The Cirencester amphitheatre, located just southwest of the Roman town of Corinium Dobunnorum, was an elliptical earthwork amphitheatre constructed in the early 2nd century AD, likely replacing an earlier timber phase. With banked earth ramparts revetted in stone supporting tiered wooden seating for an estimated 8,000 spectators, it was the second-largest known amphitheatre in Roman Britain, reflecting Corinium's status as the province's second city.
Source: Pleiades — A Community-Built Gazetteer and Graph of Ancient Places. View the Pleiades record →
As the entertainment venue for the capital of Britannia Prima, it served the civilian population of one of the wealthiest towns in Roman Britain, a major administrative and market centre for the Dobunni. Its reuse as a fortified enclosure in the 5th–6th century — possibly during the period leading up to the Saxon victory at Dyrham in 577 — makes it an important post-Roman site as well.
The earthworks survive remarkably well as upstanding banks roughly 8m high enclosing an arena about 41 by 49m, with two opposed entrances on the long axis (northeast and southwest). Excavations by Wacher and others (notably in the 1960s) revealed drystone walling, evidence of timber seating supports, and indications of post-Roman occupation including a possible blocking of one entrance, though much of the interior remains unexcavated.
The Cirencester amphitheatre, located just southwest of the Roman town of Corinium Dobunnorum, was an elliptical earthwork amphitheatre constructed in the early 2nd century AD, likely replacing an earlier timber phase. It is recorded in the Pleiades gazetteer of ancient places as a amphitheatre site from the Roman period in Britain.

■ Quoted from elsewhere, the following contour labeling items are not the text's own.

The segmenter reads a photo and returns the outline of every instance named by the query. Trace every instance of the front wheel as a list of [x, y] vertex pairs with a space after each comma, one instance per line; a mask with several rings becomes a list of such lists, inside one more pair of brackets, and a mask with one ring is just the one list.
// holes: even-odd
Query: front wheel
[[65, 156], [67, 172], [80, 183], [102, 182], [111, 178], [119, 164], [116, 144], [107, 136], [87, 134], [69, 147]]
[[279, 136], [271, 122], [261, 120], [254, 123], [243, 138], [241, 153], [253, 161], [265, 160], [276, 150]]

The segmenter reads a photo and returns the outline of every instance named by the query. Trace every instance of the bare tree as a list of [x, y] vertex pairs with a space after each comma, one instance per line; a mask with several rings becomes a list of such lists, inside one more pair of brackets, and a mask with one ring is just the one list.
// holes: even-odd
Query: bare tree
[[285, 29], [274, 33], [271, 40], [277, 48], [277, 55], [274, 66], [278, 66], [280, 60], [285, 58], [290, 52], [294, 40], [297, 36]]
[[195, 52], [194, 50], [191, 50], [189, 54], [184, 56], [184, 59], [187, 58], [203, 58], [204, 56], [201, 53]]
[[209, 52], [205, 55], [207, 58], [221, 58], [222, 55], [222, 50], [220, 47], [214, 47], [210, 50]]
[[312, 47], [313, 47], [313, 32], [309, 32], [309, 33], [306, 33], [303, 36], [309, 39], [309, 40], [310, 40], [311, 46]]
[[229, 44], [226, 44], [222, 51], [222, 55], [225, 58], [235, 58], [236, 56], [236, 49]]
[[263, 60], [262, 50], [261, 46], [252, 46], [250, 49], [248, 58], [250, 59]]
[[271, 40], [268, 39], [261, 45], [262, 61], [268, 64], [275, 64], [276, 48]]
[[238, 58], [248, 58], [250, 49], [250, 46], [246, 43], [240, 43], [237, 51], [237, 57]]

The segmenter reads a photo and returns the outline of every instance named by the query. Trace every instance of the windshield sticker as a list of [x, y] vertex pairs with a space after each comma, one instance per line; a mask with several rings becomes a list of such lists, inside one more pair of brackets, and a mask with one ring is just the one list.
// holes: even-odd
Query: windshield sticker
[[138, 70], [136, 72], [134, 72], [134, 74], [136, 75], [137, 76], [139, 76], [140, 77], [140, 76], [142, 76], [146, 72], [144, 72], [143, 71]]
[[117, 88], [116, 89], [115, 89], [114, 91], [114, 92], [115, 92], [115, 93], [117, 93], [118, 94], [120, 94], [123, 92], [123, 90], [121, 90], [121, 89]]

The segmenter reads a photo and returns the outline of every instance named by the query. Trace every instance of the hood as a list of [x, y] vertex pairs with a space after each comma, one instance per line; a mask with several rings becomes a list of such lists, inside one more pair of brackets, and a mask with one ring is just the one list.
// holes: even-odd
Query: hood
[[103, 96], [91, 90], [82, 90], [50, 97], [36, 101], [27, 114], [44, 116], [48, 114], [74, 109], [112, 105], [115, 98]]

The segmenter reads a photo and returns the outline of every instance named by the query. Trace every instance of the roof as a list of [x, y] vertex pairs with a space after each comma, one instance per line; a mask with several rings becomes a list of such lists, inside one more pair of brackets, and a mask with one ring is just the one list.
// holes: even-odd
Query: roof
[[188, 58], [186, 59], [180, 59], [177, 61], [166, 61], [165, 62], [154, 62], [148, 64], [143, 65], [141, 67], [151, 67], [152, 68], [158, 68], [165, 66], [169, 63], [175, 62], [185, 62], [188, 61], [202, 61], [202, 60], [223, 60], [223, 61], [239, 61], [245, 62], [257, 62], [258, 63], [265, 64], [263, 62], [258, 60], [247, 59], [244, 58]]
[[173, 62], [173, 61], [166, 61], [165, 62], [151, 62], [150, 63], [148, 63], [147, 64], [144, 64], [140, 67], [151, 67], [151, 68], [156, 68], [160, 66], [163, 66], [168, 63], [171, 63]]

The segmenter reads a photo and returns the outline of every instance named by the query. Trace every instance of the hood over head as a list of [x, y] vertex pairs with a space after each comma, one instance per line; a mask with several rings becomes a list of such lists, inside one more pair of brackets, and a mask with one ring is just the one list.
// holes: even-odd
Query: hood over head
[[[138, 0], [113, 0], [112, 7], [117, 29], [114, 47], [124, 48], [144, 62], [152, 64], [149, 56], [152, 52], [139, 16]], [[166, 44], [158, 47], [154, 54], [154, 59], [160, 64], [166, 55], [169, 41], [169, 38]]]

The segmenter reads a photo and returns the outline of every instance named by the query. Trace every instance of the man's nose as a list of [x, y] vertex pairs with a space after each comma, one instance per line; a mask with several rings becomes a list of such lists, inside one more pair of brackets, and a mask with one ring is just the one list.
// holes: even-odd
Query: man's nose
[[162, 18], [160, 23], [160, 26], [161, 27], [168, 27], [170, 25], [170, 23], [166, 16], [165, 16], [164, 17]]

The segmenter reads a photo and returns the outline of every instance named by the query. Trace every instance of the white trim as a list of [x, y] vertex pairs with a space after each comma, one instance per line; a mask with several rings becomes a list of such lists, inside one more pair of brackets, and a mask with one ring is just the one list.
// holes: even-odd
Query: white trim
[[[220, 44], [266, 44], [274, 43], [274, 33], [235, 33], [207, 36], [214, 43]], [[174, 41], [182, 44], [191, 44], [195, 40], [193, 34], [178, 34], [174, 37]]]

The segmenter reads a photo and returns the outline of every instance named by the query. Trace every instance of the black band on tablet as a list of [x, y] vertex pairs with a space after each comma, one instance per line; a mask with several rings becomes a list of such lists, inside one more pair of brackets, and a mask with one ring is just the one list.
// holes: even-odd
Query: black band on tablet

Sapperton and Cirencester amphitheatre is classified as a Roman amphitheatre — a civilian site in the Pleiades ancient world gazetteer. Roman Britain's archaeology encompasses thousands of sites ranging from legionary fortresses and marching camps to villas, temples and towns.
Several Roman sites lie within a short distance, including Korinion/Cironium (0.1 km), Corinium Roman town (0.3 km), Tar Barrows: the earthwork and buried remains of two prehistoric or Roman round barrows and the buried remains of a Romano-British or earlier funerary and ritual site (1.6 km). Aubrey Research maps over 2,200 Roman sites across Britain, drawn from the Pleiades ancient world gazetteer.